THE American city of Cleveland yesterday reached a US$6 million settlement in a lawsuit over the death of Tamir Rice, a 12-year-old black boy shot dead by a white police officer while playing with a pellet gun outside a recreation center.

An order filed in a United States District Court in Cleveland said the city will pay out US$3 million this year and US$3 million in 2017. There was no admission of wrongdoing in the settlement.

Family attorney Subodh Chandra called the settlement historic, but added: “The resolution is nothing to celebrate because a 12-year-old child needlessly lost his life.”

The wrongful death suit filed by his family and estate against the city and officers and dispatchers who were involved alleged police acted recklessly when they confronted the boy on November 22, 2014.

Video of the encounter shows a cruiser skidding to a stop and rookie patrolman Timothy Loehmann firing within two seconds of opening the car door.

Tamir, who lived across the street from the recreation center and played there almost every day, wasn’t given first aid until about four minutes later, when an FBI agent trained as a paramedic arrived. The boy died the next day.

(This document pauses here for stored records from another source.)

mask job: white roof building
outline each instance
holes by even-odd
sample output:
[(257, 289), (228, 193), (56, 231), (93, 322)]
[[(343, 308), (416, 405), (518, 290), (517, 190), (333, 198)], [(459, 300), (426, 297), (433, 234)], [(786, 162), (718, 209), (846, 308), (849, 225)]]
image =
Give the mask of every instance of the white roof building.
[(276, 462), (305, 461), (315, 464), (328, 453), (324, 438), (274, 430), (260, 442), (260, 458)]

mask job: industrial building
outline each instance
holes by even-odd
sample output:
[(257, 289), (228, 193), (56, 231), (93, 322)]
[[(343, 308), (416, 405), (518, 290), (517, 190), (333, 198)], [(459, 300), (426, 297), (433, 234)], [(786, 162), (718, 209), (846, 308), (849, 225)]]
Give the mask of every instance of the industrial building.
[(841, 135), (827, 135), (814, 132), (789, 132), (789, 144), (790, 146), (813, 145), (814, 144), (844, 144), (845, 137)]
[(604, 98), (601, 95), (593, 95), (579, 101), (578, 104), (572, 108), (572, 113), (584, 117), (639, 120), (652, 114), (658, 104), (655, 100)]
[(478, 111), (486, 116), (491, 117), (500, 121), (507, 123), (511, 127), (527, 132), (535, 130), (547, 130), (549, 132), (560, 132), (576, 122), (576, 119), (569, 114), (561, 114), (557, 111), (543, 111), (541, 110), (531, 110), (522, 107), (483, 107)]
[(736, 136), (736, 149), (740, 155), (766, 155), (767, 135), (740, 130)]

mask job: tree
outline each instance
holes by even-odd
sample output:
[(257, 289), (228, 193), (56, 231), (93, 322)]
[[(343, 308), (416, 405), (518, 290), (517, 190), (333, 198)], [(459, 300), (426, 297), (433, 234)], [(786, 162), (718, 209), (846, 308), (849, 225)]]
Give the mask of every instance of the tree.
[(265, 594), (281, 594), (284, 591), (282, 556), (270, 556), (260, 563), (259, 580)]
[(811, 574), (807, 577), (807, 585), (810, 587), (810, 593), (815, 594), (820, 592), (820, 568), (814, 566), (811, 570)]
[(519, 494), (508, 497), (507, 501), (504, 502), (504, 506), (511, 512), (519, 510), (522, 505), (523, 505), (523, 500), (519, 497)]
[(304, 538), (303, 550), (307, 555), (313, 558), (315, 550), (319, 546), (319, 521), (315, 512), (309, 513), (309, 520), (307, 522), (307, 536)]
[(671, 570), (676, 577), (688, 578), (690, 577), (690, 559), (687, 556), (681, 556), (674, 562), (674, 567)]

A grand jury declined to bring charges against the officers, and a federal civil rights investigation is pending. The shooting raised questions about how police treat black people, spurred protests around Cleveland and helped spark the creation of a state police standards board to lay out rules about use of deadly force in law enforcement.

Samaria Rice had alleged that police failed to immediately provide first aid for her son and caused intentional infliction of emotional distress in how they treated her and her daughter after the shooting.

The officers had asked a judge to dismiss the lawsuit. Loehmann’s attorney has said he bears a heavy burden and must live with what happened.

Tamir’s estate has been assigned US$5.5 million of the settlement amount. A Cuyahoga County probate judge will decide how the amount will be divided. Samaria Rice, Tamir’s mother, will receive US$250,000. Claims against Tamir’s estate account for the remaining US$250,000. Tamir’s father, Leonard Warner, was dismissed in February as a party to the lawsuit.

Chandra said Samaria Rice would not have a comment and she and the rest of her family remain in mourning over Tamir’s death.

“The state criminal justice process cheated them out of true justice,” Chandra said.

The officers had responded to a 911 call in which a man drinking a beer and waiting for a bus outside Cudell Recreation Center reported that a man was waving a gun and pointing it at people. The man told the call taker that the person holding the gun was likely a juvenile and the weapon probably wasn’t real, but the call taker never passed that information to the dispatcher who gave Loehmann and Garmback the high-priority call.

Tamir was carrying a plastic airsoft gun that shoots nonlethal plastic pellets. He’d borrowed it that morning from a friend who warned him to be careful because the gun looked real. It was missing its telltale orange tip.

The settlement comes two years after the city paid out US$3 million to settle another suit connected to the fatal shooting of two unarmed black people by police in 2012.